What Happened to the Soviet University? explores how one of the
largest geopolitical changes of the twentieth century-the
dissolution of the Soviet Union- triggered and inspired the
reconfiguration of the Soviet university. The reader is invited to
engage in a historical and sociological analysis of radical and
incremental changes affecting sixty-nine former Soviet universities
since the early 1990s. The study departs from traditional
deficit-oriented, internalist explanations of change and
illustrates how global flows of ideas, people, and finances have
impacted higher education transformations in this region. It also
identifies areas of persistence.
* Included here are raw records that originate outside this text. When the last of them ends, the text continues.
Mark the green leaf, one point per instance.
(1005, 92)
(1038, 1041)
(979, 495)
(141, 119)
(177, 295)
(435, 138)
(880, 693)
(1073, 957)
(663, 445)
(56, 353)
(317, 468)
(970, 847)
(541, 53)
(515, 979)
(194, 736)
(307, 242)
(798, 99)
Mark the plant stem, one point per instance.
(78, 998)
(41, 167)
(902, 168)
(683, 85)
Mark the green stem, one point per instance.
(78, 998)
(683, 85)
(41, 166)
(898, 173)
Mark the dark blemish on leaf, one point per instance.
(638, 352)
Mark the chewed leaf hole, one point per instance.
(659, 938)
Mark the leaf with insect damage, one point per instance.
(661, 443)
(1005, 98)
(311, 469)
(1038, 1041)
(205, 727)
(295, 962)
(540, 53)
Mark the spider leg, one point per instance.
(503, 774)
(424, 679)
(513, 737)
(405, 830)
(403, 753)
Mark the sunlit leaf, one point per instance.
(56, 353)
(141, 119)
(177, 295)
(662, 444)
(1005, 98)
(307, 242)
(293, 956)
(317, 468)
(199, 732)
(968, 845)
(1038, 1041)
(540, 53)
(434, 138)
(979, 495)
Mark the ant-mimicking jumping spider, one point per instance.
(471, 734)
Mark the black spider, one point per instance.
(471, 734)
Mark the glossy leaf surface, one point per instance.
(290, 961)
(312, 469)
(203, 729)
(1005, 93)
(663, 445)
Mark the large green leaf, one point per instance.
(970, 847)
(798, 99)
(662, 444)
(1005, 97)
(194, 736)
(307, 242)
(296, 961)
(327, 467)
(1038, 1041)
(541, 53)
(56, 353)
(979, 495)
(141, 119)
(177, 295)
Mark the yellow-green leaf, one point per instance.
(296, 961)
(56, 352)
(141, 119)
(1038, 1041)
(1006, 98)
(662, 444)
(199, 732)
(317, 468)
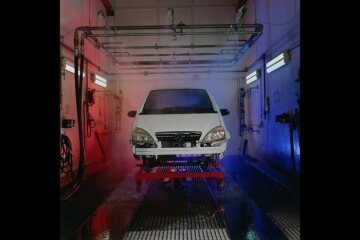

The processes of marketisation,
internationalisation, and academic liberation are analysed to show
that universities have maintained certain traditions while adopting
and internalising new ways of fulfilling their education and
research functions. Soviet universities have survived chaotic
processes of post-Soviet transformation and have self-stabilised
with time. Most of them remain flagship institutions with large
numbers of students and relatively high research productivity. At
the same time, the majority of these universities operate in a
top-down, one-man management environment with limited institutional
autonomy and academic freedom. As the homes of intellectuals,
universities represent a duality of opportunity and threat.
Universities can nurture collective possibilities, imagining and
bringing about different futures. At the same time, or perhaps
because of this, the probability is high that universities will
continue to be perceived as threats to governments with
authoritarian inclinations. One message to take away from this
monograph is that the time is ripe for former Soviet universities
to loosen their last remaining chains.